Wszystkim, którzy być może dziś w zatwardziałości serca myślą sobie: już nie potrafię kochać tej drugiej osoby, chciałbym powiedzieć: jest nadzieja!
Z Ewangelii według św. Marka: Macie zatwardziałe serca.
Takiej odpowiedzi udziela Jezus tym, którzy pytają o rozwód, pytają o możliwość oddalenia żony. Przyznaje, tak takie prawo nadał Mojżesz w Starym Testamencie, ale nie nadał go dlatego, że to jest wypełnienie woli Boga. Tylko dlatego, że znał wasze zatwardziałe serca.

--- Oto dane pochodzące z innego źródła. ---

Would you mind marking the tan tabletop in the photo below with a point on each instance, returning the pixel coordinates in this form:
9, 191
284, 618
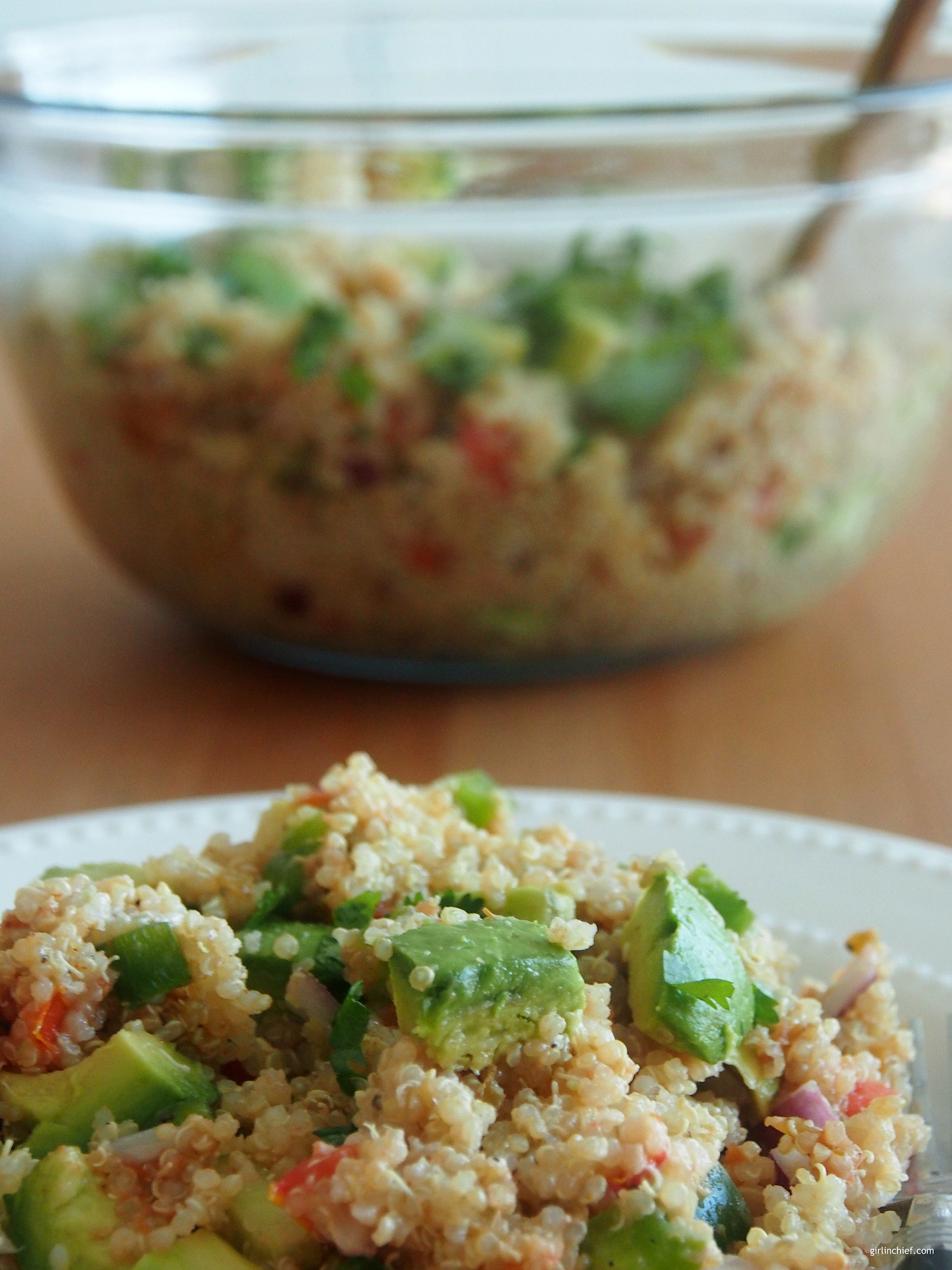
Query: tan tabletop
106, 698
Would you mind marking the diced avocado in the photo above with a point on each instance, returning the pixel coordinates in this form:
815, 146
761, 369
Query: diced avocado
475, 794
60, 1205
150, 963
648, 1243
249, 274
98, 873
267, 1234
135, 1075
638, 389
724, 1210
539, 905
747, 1064
590, 341
461, 351
737, 914
270, 973
493, 980
199, 1252
687, 985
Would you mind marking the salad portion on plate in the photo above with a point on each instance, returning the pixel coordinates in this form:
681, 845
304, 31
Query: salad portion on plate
393, 1029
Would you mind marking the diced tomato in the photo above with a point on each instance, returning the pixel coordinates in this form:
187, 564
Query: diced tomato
492, 451
235, 1071
48, 1022
621, 1180
864, 1094
430, 558
323, 1164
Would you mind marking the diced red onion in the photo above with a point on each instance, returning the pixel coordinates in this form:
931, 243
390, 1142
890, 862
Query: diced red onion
790, 1163
859, 975
139, 1147
310, 998
808, 1104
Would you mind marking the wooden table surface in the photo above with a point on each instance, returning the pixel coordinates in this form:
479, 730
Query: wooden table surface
107, 699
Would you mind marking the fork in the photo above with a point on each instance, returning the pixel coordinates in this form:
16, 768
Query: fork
925, 1203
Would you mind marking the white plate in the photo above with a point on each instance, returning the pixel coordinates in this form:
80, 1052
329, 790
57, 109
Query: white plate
813, 882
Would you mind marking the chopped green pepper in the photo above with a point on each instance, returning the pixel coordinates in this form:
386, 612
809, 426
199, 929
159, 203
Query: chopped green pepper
150, 963
475, 794
724, 1210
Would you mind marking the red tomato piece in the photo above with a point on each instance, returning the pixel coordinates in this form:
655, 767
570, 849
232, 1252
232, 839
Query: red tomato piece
864, 1094
492, 451
430, 558
323, 1164
48, 1022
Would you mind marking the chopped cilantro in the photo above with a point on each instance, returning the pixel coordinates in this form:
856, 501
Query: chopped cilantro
356, 384
765, 1008
357, 914
469, 901
323, 327
713, 993
346, 1037
336, 1135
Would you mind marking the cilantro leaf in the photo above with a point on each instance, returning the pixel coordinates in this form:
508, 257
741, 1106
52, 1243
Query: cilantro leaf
346, 1055
336, 1135
470, 902
357, 914
765, 1008
713, 993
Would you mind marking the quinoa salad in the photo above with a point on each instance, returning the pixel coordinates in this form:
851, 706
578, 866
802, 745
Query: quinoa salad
393, 1031
388, 449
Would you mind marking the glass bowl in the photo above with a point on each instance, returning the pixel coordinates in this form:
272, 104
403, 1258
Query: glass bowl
486, 346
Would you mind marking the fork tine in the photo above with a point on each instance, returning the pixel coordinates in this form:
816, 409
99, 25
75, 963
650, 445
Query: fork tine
929, 1164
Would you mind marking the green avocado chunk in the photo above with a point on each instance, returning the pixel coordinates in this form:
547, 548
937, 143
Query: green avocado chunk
268, 1234
270, 973
724, 1210
98, 873
687, 985
737, 914
62, 1205
648, 1243
199, 1252
150, 963
493, 980
539, 905
135, 1075
475, 794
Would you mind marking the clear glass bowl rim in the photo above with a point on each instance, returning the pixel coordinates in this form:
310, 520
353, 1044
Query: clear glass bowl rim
909, 96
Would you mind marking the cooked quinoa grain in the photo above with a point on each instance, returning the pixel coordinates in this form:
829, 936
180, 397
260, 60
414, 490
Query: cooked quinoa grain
341, 954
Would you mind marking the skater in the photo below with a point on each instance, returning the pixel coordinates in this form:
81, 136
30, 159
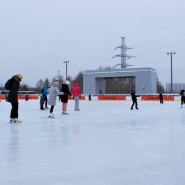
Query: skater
89, 97
182, 93
42, 99
64, 97
13, 85
53, 92
27, 97
161, 98
76, 95
134, 99
45, 94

To jest bardzo trudne. Mieć serce tak otwarte, tak miękkie, tak kochające i tak niewinne, żeby wypełnić ślubowania małżeńskie, ale jednocześnie Jezus przypomina, że małżeństwo nie jest tylko sprawą człowieka. Jest takim dziwnym współdziałaniem ludzi i Boga.
To, co dla ludzi wydaje się być niemożliwe: nikt nie ma aż tak otwartego serca. Nasze serca są zbyt zatwardziałe. To, co dla człowieka wydaje się niemożliwe, w Bogu staje się dostępne i nagle ta zatwardziałość serca, gdy Bóg działa, staje się przemieniona w coś, co nazywamy małżeńską jednością. Nagle człowiek potrafi kochać. Nie dlatego, że sam jest wielki, ale dlatego, że ma pomoc z nieba.
Wszystkim, którzy być może dziś w zatwardziałości serca myślą sobie: już nie potrafię kochać tej drugiej osoby, chciałbym powiedzieć: jest nadzieja! W tym, że Bóg troszczy się o twoje małżeństwo i daje ci własne serce byś umiał kochać. Do zobaczenia jutro.